93: A Tradition of Kindness

93: A Tradition of Kindness

From Chicken Soup for the Soul: The Spirit of America

A Tradition of Kindness

For I was hungry and you gave me something to eat, I was thirsty and you gave me something to drink, I was a stranger and you invited me in.

~Matthew 25:35

My husband John has a close friend from Germany. In high school, they were exchange students at each other’s homes; John spent six months living with his German friend’s family and then his friend spent a year living with John’s family. Shortly after we were married, John and I took a trip to Germany and Austria. He wanted me to see the beautiful Alps and meet his German family before we had children and were more tied down. I am so glad we took that trip! The Alps were beautiful, and his German family was delightful.

Sitting around after dinner one evening, the German father, Vati, as my husband and his friend called him, told a story that I will remember and treasure all of my life.

He explained that he served in the German army in World War II. He was only nineteen years old and did not understand all that his country and its wicked leader were doing. He was drafted and so he served as was required of him.

Toward the end of the war, in the middle of winter, Vati was captured by the Americans. Tired, hungry, and cold, he had not eaten in days, his coat was threadbare and his boots were so worn that his sockless toes were exposed to the elements.

I still remember sitting in his warm living room, along with his wife, son, and my husband, sipping hot tea, while he told his story in German with his son interpreting for me — the only one in the room who could not understand German. The story must have been familiar to his family but it was mesmerizing to me.

Vati said he saw a fellow soldier cross an open field successfully, so he tried it. He figured if that man could make it, then the enemy must not be watching the field closely. But his assumption was incorrect and American soldiers quickly surrounded him, pointing their guns directly at his head. He dropped to the ground with his hands up. I’m not sure if he even had a weapon but if he did, it had no ammo. At any rate, he knelt in the snow, unarmed, expecting to be shot in the head, where their guns were aimed. But he was not shot.

Instead, the soldiers told him to get up, keep his hands held above his head, and go with them to a nearby prisoner of war camp.

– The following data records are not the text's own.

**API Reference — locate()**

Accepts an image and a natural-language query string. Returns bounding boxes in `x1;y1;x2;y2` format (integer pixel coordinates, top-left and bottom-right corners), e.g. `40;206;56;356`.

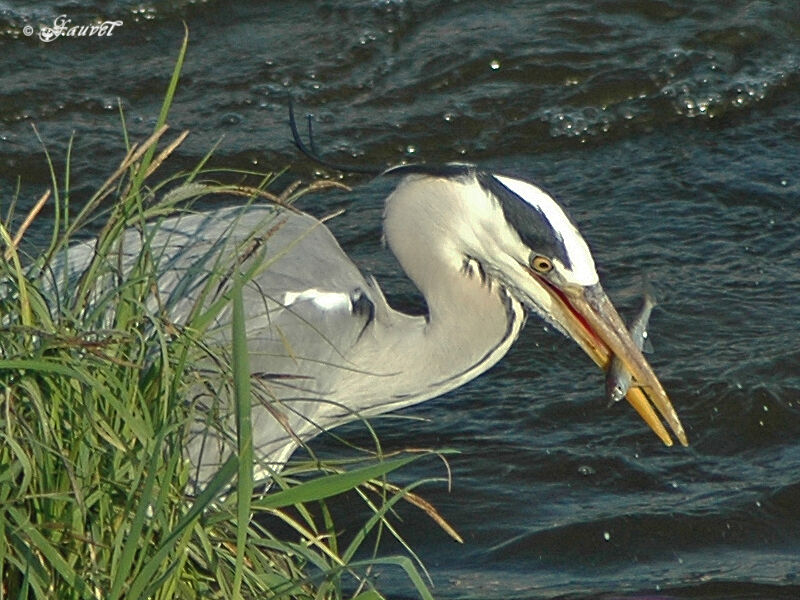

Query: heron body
51;165;685;481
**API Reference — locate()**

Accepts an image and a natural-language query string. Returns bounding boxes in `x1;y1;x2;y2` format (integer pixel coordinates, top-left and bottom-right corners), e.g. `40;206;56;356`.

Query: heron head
385;164;687;445
475;172;687;445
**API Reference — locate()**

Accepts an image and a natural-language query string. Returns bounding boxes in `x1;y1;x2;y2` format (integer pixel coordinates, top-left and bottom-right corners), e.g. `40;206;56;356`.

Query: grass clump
0;30;450;600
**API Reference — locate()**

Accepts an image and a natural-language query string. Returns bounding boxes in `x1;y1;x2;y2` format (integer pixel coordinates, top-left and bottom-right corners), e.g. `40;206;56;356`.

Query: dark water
0;0;800;599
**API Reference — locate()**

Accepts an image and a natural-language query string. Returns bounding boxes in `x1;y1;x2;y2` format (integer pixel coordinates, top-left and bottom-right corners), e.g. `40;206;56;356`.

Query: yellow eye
531;256;553;273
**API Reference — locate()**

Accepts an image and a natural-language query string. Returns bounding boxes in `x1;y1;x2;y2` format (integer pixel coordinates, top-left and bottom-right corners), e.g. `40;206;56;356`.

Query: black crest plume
289;94;384;175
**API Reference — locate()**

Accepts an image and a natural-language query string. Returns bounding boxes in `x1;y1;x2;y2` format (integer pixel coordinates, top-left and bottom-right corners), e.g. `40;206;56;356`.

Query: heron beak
537;277;689;446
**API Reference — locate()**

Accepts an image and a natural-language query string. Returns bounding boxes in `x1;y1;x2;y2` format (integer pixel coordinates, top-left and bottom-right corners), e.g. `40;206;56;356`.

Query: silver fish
606;285;657;406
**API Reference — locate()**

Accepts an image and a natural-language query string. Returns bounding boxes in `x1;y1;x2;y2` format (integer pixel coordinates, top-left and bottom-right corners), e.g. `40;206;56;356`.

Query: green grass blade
108;434;163;600
125;456;239;600
232;275;253;600
252;455;419;509
6;506;92;598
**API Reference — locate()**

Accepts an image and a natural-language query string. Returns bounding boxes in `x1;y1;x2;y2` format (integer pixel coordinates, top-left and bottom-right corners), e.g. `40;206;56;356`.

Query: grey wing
50;206;385;483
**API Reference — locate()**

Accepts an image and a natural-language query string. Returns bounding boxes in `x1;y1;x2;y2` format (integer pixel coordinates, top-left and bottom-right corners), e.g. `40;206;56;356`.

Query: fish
606;285;658;406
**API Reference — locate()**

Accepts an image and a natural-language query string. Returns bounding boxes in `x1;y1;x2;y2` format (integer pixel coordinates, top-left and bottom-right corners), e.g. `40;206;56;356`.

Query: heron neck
356;176;524;412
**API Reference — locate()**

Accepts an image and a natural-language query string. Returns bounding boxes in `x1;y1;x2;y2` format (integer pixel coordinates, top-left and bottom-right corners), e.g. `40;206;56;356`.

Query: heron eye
531;256;553;273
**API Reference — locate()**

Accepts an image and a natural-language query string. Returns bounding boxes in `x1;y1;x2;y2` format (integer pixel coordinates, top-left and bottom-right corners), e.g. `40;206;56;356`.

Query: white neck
342;178;525;414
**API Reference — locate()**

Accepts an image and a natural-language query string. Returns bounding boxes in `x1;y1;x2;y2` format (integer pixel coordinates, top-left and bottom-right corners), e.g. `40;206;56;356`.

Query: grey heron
53;164;687;481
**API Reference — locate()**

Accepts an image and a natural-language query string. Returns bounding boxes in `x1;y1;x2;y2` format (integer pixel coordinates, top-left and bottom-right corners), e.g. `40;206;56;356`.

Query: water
0;0;800;600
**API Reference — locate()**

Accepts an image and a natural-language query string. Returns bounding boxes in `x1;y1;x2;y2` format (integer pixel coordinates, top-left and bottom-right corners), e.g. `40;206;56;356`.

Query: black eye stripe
476;172;572;269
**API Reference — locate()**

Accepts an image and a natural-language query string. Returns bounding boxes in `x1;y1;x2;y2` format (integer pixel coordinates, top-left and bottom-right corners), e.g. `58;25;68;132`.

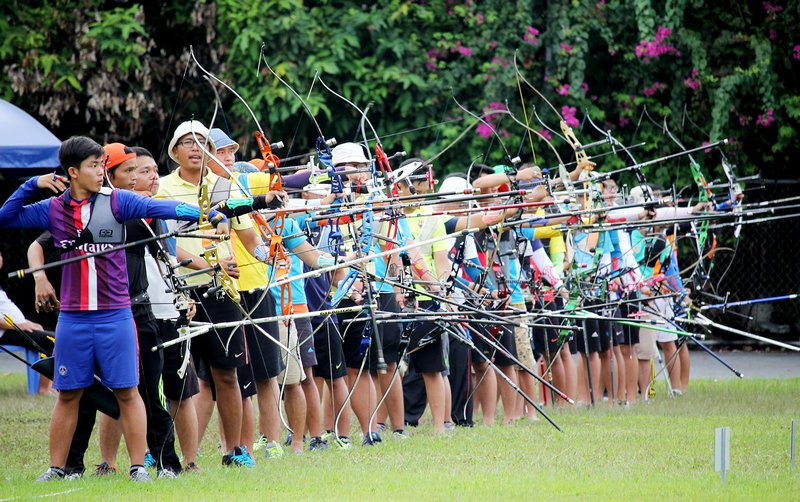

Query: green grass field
0;374;800;500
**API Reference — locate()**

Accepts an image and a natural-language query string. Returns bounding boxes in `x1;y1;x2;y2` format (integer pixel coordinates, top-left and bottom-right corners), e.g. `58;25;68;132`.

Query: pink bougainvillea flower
561;106;580;127
634;26;681;63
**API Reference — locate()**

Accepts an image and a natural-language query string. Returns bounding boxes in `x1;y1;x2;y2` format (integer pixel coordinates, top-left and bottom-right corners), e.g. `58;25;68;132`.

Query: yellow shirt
406;208;451;301
231;173;270;291
156;167;253;286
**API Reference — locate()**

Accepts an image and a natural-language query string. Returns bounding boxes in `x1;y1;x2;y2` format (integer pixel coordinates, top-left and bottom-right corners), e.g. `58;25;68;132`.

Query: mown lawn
0;374;800;501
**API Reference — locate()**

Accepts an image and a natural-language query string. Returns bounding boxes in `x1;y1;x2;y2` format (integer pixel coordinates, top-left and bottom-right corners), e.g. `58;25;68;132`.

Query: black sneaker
361;432;381;446
222;446;256;467
128;465;153;483
308;437;328;451
36;467;64;483
94;462;117;476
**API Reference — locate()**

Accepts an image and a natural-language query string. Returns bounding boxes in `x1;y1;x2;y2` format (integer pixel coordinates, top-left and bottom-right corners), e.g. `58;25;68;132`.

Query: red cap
103;143;136;171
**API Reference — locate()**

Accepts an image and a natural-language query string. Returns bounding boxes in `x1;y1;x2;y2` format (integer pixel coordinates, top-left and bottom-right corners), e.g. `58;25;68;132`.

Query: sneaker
335;436;353;451
308;437;328;451
264;442;283;458
129;466;153;483
94;461;117;476
392;429;408;440
36;467;64;483
283;432;308;446
361;432;381;446
157;467;178;479
222;446;256;467
144;450;156;469
253;434;269;452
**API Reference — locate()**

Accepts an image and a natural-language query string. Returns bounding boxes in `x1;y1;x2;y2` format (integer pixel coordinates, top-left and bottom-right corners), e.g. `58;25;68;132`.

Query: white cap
167;120;217;162
439;176;470;199
303;183;331;197
331;143;369;166
392;161;426;187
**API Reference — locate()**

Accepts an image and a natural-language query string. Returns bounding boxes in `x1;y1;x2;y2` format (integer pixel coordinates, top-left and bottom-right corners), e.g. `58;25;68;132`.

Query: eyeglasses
178;138;199;149
344;162;369;169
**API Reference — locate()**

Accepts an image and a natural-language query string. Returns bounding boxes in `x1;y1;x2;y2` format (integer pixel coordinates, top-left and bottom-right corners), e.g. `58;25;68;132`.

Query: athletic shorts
156;319;200;401
531;319;569;359
575;319;602;354
278;321;306;385
636;328;658;361
53;308;139;390
620;303;639;345
241;290;283;382
191;288;246;369
311;316;347;380
338;293;402;373
510;304;536;369
197;361;256;401
470;321;516;366
408;301;447;373
294;317;317;368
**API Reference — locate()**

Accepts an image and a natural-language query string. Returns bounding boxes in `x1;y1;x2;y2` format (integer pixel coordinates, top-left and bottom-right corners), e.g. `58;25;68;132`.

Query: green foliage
0;0;800;185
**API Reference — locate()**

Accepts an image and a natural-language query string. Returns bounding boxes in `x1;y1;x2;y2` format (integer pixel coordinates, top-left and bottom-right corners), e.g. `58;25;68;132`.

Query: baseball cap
208;127;239;153
167;120;217;162
102;143;136;171
331;143;369;166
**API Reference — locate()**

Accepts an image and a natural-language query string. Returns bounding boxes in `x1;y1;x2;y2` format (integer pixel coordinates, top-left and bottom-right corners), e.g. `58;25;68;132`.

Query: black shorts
408;301;449;373
338;293;401;373
197;361;256;401
470;321;517;366
156;320;200;401
191;288;246;369
530;302;559;360
596;309;614;352
294;317;317;368
242;290;284;382
311;316;347;380
575;319;602;354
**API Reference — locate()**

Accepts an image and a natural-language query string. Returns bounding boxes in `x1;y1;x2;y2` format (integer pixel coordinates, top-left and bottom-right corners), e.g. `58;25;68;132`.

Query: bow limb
514;52;595;170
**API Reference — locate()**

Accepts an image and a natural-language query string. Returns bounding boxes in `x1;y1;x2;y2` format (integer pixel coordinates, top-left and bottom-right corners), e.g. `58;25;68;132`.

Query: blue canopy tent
0;99;61;177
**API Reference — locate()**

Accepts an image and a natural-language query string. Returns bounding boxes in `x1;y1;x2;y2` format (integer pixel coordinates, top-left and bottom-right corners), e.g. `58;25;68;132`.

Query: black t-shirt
125;220;159;321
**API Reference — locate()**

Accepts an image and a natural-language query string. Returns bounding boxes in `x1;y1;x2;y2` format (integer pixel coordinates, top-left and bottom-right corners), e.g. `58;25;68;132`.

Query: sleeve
0;177;50;228
281;219;307;250
36;230;53;249
431;218;452;253
283;170;311;188
533;248;563;289
244;173;272;195
444;218;458;234
114;190;227;225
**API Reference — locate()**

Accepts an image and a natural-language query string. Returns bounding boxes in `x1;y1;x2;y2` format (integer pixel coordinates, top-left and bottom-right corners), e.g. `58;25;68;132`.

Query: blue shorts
53;309;139;390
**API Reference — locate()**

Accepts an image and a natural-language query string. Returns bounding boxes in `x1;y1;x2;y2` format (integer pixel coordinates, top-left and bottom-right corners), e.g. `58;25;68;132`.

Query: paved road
0;351;800;379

“Oh,” he thought, “they are going to torture me before they kill me.”

He trudged slowly over the snow-covered field, fully expecting that upon arrival he would be tortured. How he dreaded the ordeal that was about to unfold!

When they entered a clearing, hidden deep in the woods, the Americans pointed to a log on the ground near a campfire. “Sit down,” one of the soldiers instructed. Vati did not know much English, but he at least understood those words. He made his way to the log and sat down, fearing what would happen next.

At least the fire felt warm. It was the first warmth he had experienced in weeks. Small comfort under the circumstances, but it did feel good at that moment.

As he waited, one of the American soldiers brought him a bowl of hot stew and a spoon. He hadn’t had a hot meal in weeks. It was delicious! Then shortly after, they gave him new boots and a new coat.

Vati smiled as he said, “They did not torture me. They gave me shelter, warm clothes and food.” His eyes danced as he continued, “If I had known this is what it would be like to be captured by the Americans, I would have surrendered much earlier.”